Julia Anna Przyłębska (born Julia Anna Żmudzińska 16 November 1959) is a Polish lawyer and judge, and the current President of the Constitutional Tribunal of the Republic of Poland since December 2016.

Biography

In 1982 she graduated from the Faculty of Law and Administration, Adam Mickiewicz University, Poznań. During her studies she was a member of the Independent Students’ Association.

From 1984 to 1998 she was a judge trainee and an associate judge at the Regional Court in Poznań. From 1988 to 1991 she served as a judge at a District Court in Poznań, in the Civil Department.
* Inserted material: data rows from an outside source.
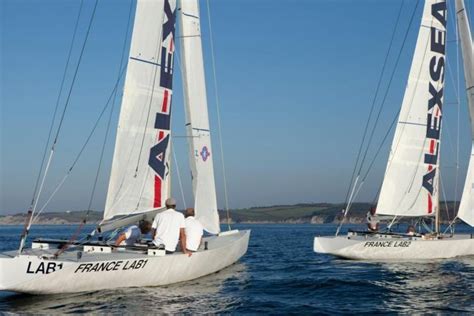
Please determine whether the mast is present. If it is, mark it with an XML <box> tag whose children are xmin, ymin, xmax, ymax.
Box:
<box><xmin>455</xmin><ymin>0</ymin><xmax>474</xmax><ymax>226</ymax></box>
<box><xmin>377</xmin><ymin>0</ymin><xmax>447</xmax><ymax>219</ymax></box>
<box><xmin>178</xmin><ymin>0</ymin><xmax>220</xmax><ymax>234</ymax></box>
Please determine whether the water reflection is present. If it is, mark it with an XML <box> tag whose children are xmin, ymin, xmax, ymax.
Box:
<box><xmin>1</xmin><ymin>262</ymin><xmax>249</xmax><ymax>314</ymax></box>
<box><xmin>377</xmin><ymin>257</ymin><xmax>474</xmax><ymax>313</ymax></box>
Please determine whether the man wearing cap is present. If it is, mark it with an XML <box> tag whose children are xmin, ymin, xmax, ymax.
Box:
<box><xmin>151</xmin><ymin>198</ymin><xmax>191</xmax><ymax>256</ymax></box>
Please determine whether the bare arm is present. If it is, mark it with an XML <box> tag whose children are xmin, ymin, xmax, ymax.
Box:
<box><xmin>180</xmin><ymin>228</ymin><xmax>191</xmax><ymax>257</ymax></box>
<box><xmin>151</xmin><ymin>228</ymin><xmax>156</xmax><ymax>240</ymax></box>
<box><xmin>115</xmin><ymin>233</ymin><xmax>126</xmax><ymax>247</ymax></box>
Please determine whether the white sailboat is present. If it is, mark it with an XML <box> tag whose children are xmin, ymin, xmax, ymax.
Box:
<box><xmin>314</xmin><ymin>0</ymin><xmax>474</xmax><ymax>260</ymax></box>
<box><xmin>0</xmin><ymin>0</ymin><xmax>249</xmax><ymax>294</ymax></box>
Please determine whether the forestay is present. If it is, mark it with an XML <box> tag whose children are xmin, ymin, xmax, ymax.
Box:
<box><xmin>178</xmin><ymin>0</ymin><xmax>220</xmax><ymax>234</ymax></box>
<box><xmin>104</xmin><ymin>0</ymin><xmax>177</xmax><ymax>220</ymax></box>
<box><xmin>377</xmin><ymin>0</ymin><xmax>447</xmax><ymax>217</ymax></box>
<box><xmin>456</xmin><ymin>0</ymin><xmax>474</xmax><ymax>226</ymax></box>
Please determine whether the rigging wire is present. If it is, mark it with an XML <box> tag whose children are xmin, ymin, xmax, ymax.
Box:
<box><xmin>85</xmin><ymin>0</ymin><xmax>134</xmax><ymax>221</ymax></box>
<box><xmin>51</xmin><ymin>0</ymin><xmax>100</xmax><ymax>147</ymax></box>
<box><xmin>172</xmin><ymin>144</ymin><xmax>187</xmax><ymax>209</ymax></box>
<box><xmin>356</xmin><ymin>0</ymin><xmax>421</xmax><ymax>178</ymax></box>
<box><xmin>336</xmin><ymin>0</ymin><xmax>421</xmax><ymax>234</ymax></box>
<box><xmin>454</xmin><ymin>0</ymin><xmax>461</xmax><ymax>216</ymax></box>
<box><xmin>25</xmin><ymin>0</ymin><xmax>84</xmax><ymax>220</ymax></box>
<box><xmin>53</xmin><ymin>66</ymin><xmax>128</xmax><ymax>257</ymax></box>
<box><xmin>206</xmin><ymin>0</ymin><xmax>232</xmax><ymax>230</ymax></box>
<box><xmin>31</xmin><ymin>65</ymin><xmax>128</xmax><ymax>226</ymax></box>
<box><xmin>439</xmin><ymin>169</ymin><xmax>454</xmax><ymax>234</ymax></box>
<box><xmin>343</xmin><ymin>0</ymin><xmax>405</xmax><ymax>209</ymax></box>
<box><xmin>19</xmin><ymin>0</ymin><xmax>98</xmax><ymax>253</ymax></box>
<box><xmin>133</xmin><ymin>10</ymin><xmax>166</xmax><ymax>177</ymax></box>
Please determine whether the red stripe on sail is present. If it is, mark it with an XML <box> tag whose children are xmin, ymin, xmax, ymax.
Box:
<box><xmin>429</xmin><ymin>139</ymin><xmax>435</xmax><ymax>154</ymax></box>
<box><xmin>427</xmin><ymin>194</ymin><xmax>433</xmax><ymax>214</ymax></box>
<box><xmin>154</xmin><ymin>175</ymin><xmax>161</xmax><ymax>208</ymax></box>
<box><xmin>162</xmin><ymin>89</ymin><xmax>169</xmax><ymax>113</ymax></box>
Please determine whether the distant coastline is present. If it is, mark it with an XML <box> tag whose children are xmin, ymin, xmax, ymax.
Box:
<box><xmin>0</xmin><ymin>202</ymin><xmax>460</xmax><ymax>225</ymax></box>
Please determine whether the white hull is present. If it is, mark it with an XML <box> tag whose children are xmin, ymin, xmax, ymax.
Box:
<box><xmin>0</xmin><ymin>230</ymin><xmax>250</xmax><ymax>294</ymax></box>
<box><xmin>314</xmin><ymin>232</ymin><xmax>474</xmax><ymax>260</ymax></box>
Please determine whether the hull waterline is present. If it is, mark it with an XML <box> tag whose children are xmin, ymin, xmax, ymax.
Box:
<box><xmin>314</xmin><ymin>232</ymin><xmax>474</xmax><ymax>260</ymax></box>
<box><xmin>0</xmin><ymin>230</ymin><xmax>250</xmax><ymax>294</ymax></box>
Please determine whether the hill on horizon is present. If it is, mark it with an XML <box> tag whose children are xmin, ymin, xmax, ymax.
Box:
<box><xmin>0</xmin><ymin>202</ymin><xmax>460</xmax><ymax>225</ymax></box>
From 1991 to 1998 she served as a delegated judge, then as a judge at the Regional Court in Poznań in the Social Insurances Department. From 1990 to 1992 she was the Head of Employees’ Council at the Regional Court in Poznań. From 1990 to 1997 she was a member and the deputy chairman of the Regional Electoral Commission in Poznań.
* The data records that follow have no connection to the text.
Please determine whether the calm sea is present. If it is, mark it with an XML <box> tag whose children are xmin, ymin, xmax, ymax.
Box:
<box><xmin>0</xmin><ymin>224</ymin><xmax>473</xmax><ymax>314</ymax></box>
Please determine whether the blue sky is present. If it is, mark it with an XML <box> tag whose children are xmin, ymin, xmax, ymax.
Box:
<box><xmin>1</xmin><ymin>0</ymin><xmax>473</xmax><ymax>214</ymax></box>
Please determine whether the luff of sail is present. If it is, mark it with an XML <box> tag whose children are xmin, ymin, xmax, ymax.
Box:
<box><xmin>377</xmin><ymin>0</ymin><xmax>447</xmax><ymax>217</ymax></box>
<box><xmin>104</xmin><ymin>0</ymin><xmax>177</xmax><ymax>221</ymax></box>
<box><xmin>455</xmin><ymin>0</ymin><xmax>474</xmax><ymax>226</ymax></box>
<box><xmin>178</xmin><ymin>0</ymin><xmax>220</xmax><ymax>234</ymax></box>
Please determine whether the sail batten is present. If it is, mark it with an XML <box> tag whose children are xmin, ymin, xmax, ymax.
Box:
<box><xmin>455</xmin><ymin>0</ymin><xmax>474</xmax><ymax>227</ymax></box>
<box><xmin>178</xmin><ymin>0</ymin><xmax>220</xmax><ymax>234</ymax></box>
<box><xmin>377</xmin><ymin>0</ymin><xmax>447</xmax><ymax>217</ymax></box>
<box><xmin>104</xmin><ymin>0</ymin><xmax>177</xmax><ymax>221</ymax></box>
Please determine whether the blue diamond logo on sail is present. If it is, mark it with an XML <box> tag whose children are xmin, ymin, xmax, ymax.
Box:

From 1998 to 2007, having resigned from the bench, she served in diplomacy as a consul and diplomat – counselor of the embassy at the Polish Embassy in Cologne and Berlin. As a representative of the Polish Embassy she was a member of the negotiating team handling compensation for forced labour. She was responsible for cooperation of the Public Interest Commissioner with the Stasi Records Agency – she established contact between these bodies and later she coordinated cooperation with the Institute of National Remembrance. She was a member of the Division for Acquisition of Information at the Archive in Arolsen. In 2006 she was responsible for the restoration of a real estate in Berlin, which the Polish government purchased in 1939 to build there the Polish Institute. She prepared legal analyses for the Ministry of Foreign Affairs concerning national and international law. From 2005 to 2007 she coordinated talks concerning compensations for victims of Nazi crimes and granting the Polish diaspora, Polonia, minority status in (Germany).

She received a medal from the Association of Jewish Veterans and Victims of the Second World War.

In 2007 she resumed her service as a judge at the Regional Court in Poznań in the VIII Social Security Department. Since 2009 she was the deputy chairwoman of the Department and since 1 July 2015 she was the chairwoman of the Labour Law and Social Security Department.

She participated in European internships and conferences on national and European law.

In December 2015, with the recommendation of the ruling Law and Justice (PiS) party, she was elected as a member of the Constitutional Tribunal of the Republic of Poland. On 21 December 2016, the President of the Republic of Poland appointed her the President of the Constitutional Tribunal.